Publié le 28 août 2023
PREMIÈRE SECTION
Requête no 30207/18
Giovanni FERRETTI
contre l’Italie
introduite le 13 juin 2018
communiquée le 10 juillet 2023
OBJET DE L’AFFAIRE
La requête concerne la réduction progressive d’un traitement intégratif (sussidio integrativo) de la pension du requérant, ancien employé de la municipalité de Campione d’Italia, parti à la retraite le 31 décembre 1982.
À cette date, l’article 135 du Règlement du personnel prévoyait l’octroi d’un traitement intégratif sous forme d’une majoration de 20% sur le montant de la pension et d’un taux de change particulièrement favorable. Campione d’Italia étant une enclave italienne en territoire helvétique, le coût de la vie y était plus élevé que dans la péninsule.
Par une série d’arrêtés émis entre 2003 et 2007, la municipalité réduisit progressivement le traitement intégratif accordé au requérant. Le 13 décembre 2017, le Conseil d’État rejeta les recours du requérant, entre autres, au motif que les réductions étaient justifiées par des raisons budgétaires et raisonnables.
Invoquant l’article 1 du Protocole no 1, le requérant se plaint d’une ingérence disproportionnée dans son droit de propriété, qui aurait entrainé une réduction du montant total de sa pension d’environ 50 %.
QUESTIONS AUX PARTIES
1. Le requérant disposait-il d’un bien ou d’une espérance légitime su sens de l’article 1 du Protocole no 1 à la Convention ? En particulier :
a) Le traitement intégratif de sa pension prévu par l’article 135 du Règlement du personnel de Campione d’Italia, constituait-il un intérêt patrimonial relevant du champ d’application de cette disposition (voir Béláné Nagy c.
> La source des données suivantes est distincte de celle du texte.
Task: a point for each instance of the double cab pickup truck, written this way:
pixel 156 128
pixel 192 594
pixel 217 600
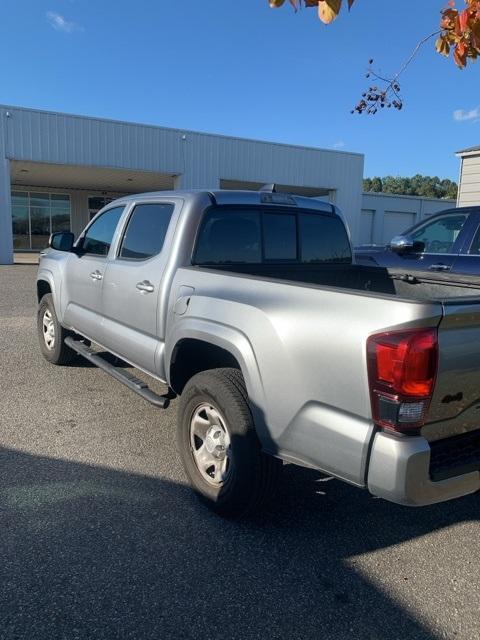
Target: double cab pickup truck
pixel 250 308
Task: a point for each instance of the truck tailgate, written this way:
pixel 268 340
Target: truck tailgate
pixel 455 407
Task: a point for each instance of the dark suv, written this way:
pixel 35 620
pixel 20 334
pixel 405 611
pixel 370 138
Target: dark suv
pixel 447 241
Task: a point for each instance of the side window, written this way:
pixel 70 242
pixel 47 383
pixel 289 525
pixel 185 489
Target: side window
pixel 99 235
pixel 280 236
pixel 146 231
pixel 475 246
pixel 440 235
pixel 229 237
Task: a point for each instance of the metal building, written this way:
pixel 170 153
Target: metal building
pixel 469 184
pixel 57 170
pixel 385 215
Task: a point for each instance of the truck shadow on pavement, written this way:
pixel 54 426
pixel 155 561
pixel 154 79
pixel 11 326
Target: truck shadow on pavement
pixel 90 552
Hongrie [GC], no 53080/13, §§ 80-89, 13 décembre 2016) ?
b) Compte tenu des considérations du Conseil d’État sur sa nature et son but, ledit traitement constituait-il une pension liée au versement préalable de cotisations, une allocation sociale ou une autre forme d’allocation ?
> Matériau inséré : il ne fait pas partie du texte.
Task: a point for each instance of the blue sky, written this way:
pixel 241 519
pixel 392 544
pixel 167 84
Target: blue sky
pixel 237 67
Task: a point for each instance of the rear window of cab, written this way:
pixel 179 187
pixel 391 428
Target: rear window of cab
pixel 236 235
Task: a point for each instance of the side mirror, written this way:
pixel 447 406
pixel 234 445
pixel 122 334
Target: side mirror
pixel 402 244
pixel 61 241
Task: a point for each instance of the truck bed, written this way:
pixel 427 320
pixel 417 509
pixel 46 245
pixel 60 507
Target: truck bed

2. Dans l’affirmative, les réductions du traitement adoptés entre 2003 et 2007 ont-elles constitué une ingérence dans la jouissance pacifique des biens du requérant, au sens de l’article 1 du Protocole no 1 ?
3. Cette ingérence poursuivait elle un but d’intérêt général, tel que répondre aux changements sociaux et à l’évolution des opinions quant aux catégories de personnes ayant besoin d’une aide sociale, ou économiser les deniers publics et rationaliser le régime des prestations sociales (voir Béláné Nagy, précité, §§ 88 et 121) ?
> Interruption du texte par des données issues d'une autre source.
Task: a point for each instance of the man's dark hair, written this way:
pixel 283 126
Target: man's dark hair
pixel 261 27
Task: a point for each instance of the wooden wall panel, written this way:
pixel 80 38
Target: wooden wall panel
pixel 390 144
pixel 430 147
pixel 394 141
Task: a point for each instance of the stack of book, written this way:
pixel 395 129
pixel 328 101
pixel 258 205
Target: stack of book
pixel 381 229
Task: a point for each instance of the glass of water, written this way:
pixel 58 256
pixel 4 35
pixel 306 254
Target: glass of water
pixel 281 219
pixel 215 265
4. Cette ingérence était-elle suffisamment proportionnée au but poursuivi, au sens de l’article 1 du Protocole no 1 ? En particulier :
(a) La réduction du traitement intégratif a-t-elle entraîné une atteinte à la substance des droits à pension du requérant ?
(b) Compte tenu, en particulier, de la nature du traitement intégratif, de l’impact de sa réduction sur le revenu du requérant et du coût de la vie à Campione d’Italia, a-t-elle imposé à celui-ci une charge excessive (voir Béláné Nagy, précité, §§ 115-118, et Yavaş et autres c. Turquie, no 36366/06, § 49, 5 mars 2019) ?
Les parties sont invitées à fournir des informations détaillées sur le montant de pension de base que le requérant aurait perçu selon le régime général en vigueur en Italie, sur l’impact des réductions en cause sur son revenu et sur l’évolution du coût de la vie à Campione d’Italia dans la période concernée par les arrêtés émis entre 2003 et 2007.